2°) Les CDD, la peur de se tromper à l’embauche, les soucis des chefs d’entreprise... Ne nous voilons pas la face sur la tendance à remettre en cause les CDI et à vouloir développer les CDD. En effet, ce n’est pas pour l’amont - l’embauche avec la peur de se tromper (mais qui devrait être assumée comme un "risque" normal quand on est décideur) - mais pour ce qui se passe en aval, ensuite, qu’on préfère les CDD. La raison en est simple, c’est qu’on fait l’économie du versement d’indemnités de licenciement pour tout travailleur qui perd son emploi. Lorsque le CDD vient à son terme et qu’il n’est pas renouvelé, ce n’est jamais que la fin "normale" du contrat de travail, et le salarié n’a droit à aucune indemnité. Lorsqu’un employeur licencie un salarié en CDI, et dès lors que celui-ci n’a commis aucune faute qui lui soit imputable, son employeur lui doit alors, une indemnité de licenciement pour rupture unilatérale du contrat de travail. Par ailleurs, quant au climat qui règne dans l’entreprise, comment veut-on, avec des CDD et la menace constante de perdre leur emploi, que les salariés développent ensuite un "patriotisme d’entreprise" ?

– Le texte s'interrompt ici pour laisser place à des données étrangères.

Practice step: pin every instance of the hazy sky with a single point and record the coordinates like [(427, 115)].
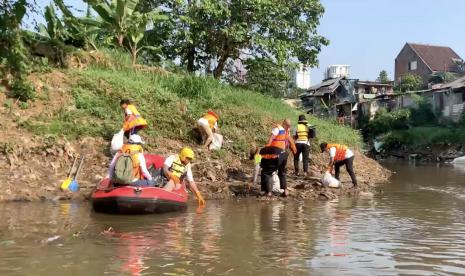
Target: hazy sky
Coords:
[(368, 34)]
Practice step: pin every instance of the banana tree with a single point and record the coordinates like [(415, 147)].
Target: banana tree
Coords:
[(55, 29), (115, 16), (136, 32)]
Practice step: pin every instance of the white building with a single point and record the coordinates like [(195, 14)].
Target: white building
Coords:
[(337, 71), (300, 77)]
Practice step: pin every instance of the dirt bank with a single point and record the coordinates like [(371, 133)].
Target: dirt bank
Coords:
[(32, 168)]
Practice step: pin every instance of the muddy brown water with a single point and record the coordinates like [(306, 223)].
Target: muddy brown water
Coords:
[(415, 226)]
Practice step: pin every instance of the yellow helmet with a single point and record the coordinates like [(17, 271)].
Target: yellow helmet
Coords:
[(186, 153)]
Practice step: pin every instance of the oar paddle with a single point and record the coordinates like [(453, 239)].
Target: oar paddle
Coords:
[(74, 185)]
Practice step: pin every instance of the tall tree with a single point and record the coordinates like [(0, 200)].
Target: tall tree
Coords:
[(383, 77), (211, 32)]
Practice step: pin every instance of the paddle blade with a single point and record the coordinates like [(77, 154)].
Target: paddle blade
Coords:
[(65, 185), (73, 186)]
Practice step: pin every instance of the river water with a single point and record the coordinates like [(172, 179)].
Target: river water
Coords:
[(415, 226)]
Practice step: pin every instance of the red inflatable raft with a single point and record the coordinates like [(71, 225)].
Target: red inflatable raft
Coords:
[(138, 200)]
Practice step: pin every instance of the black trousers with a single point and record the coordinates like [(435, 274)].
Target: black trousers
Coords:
[(268, 167), (282, 163), (303, 149), (349, 162), (271, 165)]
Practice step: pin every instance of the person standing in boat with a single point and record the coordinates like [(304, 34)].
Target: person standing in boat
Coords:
[(133, 121), (128, 166), (177, 168)]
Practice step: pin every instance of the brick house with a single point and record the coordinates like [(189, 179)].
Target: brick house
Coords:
[(424, 60)]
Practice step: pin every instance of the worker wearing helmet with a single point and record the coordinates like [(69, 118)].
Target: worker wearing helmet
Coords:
[(178, 168)]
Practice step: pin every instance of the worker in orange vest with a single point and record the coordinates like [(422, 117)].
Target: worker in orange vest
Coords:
[(133, 121), (208, 124), (282, 140), (340, 155)]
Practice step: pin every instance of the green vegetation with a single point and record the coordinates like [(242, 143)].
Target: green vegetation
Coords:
[(171, 103), (410, 82), (14, 58), (199, 37)]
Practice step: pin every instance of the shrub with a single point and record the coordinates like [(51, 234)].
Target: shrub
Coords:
[(23, 90)]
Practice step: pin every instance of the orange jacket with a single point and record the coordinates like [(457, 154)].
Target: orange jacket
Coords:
[(283, 140), (340, 151), (212, 118), (133, 150), (134, 120)]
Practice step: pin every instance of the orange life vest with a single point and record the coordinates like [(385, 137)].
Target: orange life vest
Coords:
[(133, 150), (134, 120), (281, 140), (212, 118), (340, 151)]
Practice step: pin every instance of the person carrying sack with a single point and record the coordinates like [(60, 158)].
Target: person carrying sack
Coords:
[(302, 138), (340, 155), (177, 168), (128, 166), (281, 140), (133, 121)]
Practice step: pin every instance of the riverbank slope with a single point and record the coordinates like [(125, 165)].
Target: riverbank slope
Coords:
[(77, 111)]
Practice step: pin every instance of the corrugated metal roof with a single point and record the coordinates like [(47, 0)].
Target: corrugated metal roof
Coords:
[(456, 84), (437, 58)]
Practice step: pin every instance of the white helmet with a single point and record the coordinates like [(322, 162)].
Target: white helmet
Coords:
[(135, 139)]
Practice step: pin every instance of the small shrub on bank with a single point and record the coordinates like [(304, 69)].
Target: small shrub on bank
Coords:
[(23, 90)]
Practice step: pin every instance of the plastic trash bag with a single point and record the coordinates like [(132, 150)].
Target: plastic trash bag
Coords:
[(117, 142), (329, 181), (276, 186), (217, 142)]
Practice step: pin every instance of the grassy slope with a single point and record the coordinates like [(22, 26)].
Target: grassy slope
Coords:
[(171, 103)]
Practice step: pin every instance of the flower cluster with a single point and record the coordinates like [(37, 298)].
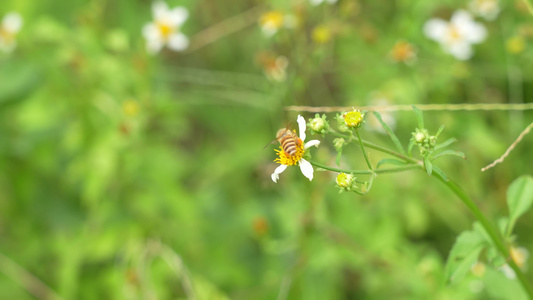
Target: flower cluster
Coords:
[(318, 125), (350, 120), (165, 29), (9, 28), (426, 143)]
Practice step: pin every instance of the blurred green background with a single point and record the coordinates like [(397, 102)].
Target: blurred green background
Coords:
[(134, 176)]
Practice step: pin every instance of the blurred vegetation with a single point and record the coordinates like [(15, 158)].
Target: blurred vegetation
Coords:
[(134, 176)]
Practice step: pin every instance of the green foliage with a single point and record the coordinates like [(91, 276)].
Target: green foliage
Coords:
[(127, 175)]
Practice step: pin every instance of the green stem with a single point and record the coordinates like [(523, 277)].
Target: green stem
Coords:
[(491, 231), (367, 172), (363, 149), (376, 147)]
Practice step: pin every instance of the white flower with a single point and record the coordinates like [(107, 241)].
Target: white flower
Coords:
[(285, 160), (165, 29), (318, 2), (9, 28), (457, 36), (487, 9)]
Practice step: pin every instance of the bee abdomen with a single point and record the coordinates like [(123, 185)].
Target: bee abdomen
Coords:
[(289, 146)]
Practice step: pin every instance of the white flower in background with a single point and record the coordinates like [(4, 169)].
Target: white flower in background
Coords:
[(11, 24), (379, 99), (487, 9), (289, 160), (165, 29), (318, 2), (274, 20), (457, 36)]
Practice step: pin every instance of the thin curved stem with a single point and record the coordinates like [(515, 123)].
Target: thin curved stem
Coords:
[(363, 149), (490, 229), (367, 172), (376, 147)]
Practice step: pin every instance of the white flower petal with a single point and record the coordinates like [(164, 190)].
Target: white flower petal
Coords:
[(12, 22), (301, 127), (311, 143), (150, 32), (306, 168), (461, 50), (154, 46), (277, 171), (178, 42), (159, 10), (435, 29), (475, 33), (178, 16)]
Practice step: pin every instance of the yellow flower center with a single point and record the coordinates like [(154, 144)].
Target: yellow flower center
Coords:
[(402, 51), (273, 19), (165, 30), (453, 34), (353, 118), (290, 160)]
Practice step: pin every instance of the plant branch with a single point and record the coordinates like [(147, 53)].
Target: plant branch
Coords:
[(490, 229)]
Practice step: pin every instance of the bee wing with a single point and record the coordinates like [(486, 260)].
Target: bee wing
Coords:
[(273, 141)]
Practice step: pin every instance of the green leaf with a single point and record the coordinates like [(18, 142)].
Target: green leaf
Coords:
[(440, 172), (446, 144), (391, 161), (389, 131), (464, 254), (450, 152), (419, 117), (498, 286), (428, 165), (519, 197)]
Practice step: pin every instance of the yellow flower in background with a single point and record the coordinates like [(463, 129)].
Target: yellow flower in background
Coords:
[(353, 119), (274, 66), (274, 20), (515, 45), (165, 29), (404, 52), (321, 34), (11, 24)]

Quant aux soucis des employeurs... Il n’y a certes pas lieu de les minorer, mais doit-on, pour autant, les exagérer comme on le fait actuellement ? N’y auraient-ils que les seuls chefs d’entreprise qui ne devraient pas avoir de "soucis" quotidiens ? Tout de même, leurs soucis sont inévitablement inhérents à leur "profession" de chef d’entreprise... Les salariés, quant à eux, ont leurs propres soucis professionnels attachés à leur qualité de salariés et à leurs liens de subordination à leur employeur, avec, aussi, leurs soucis de fin de mois... Sans parler des autres professionnels qui ont aussi les leurs...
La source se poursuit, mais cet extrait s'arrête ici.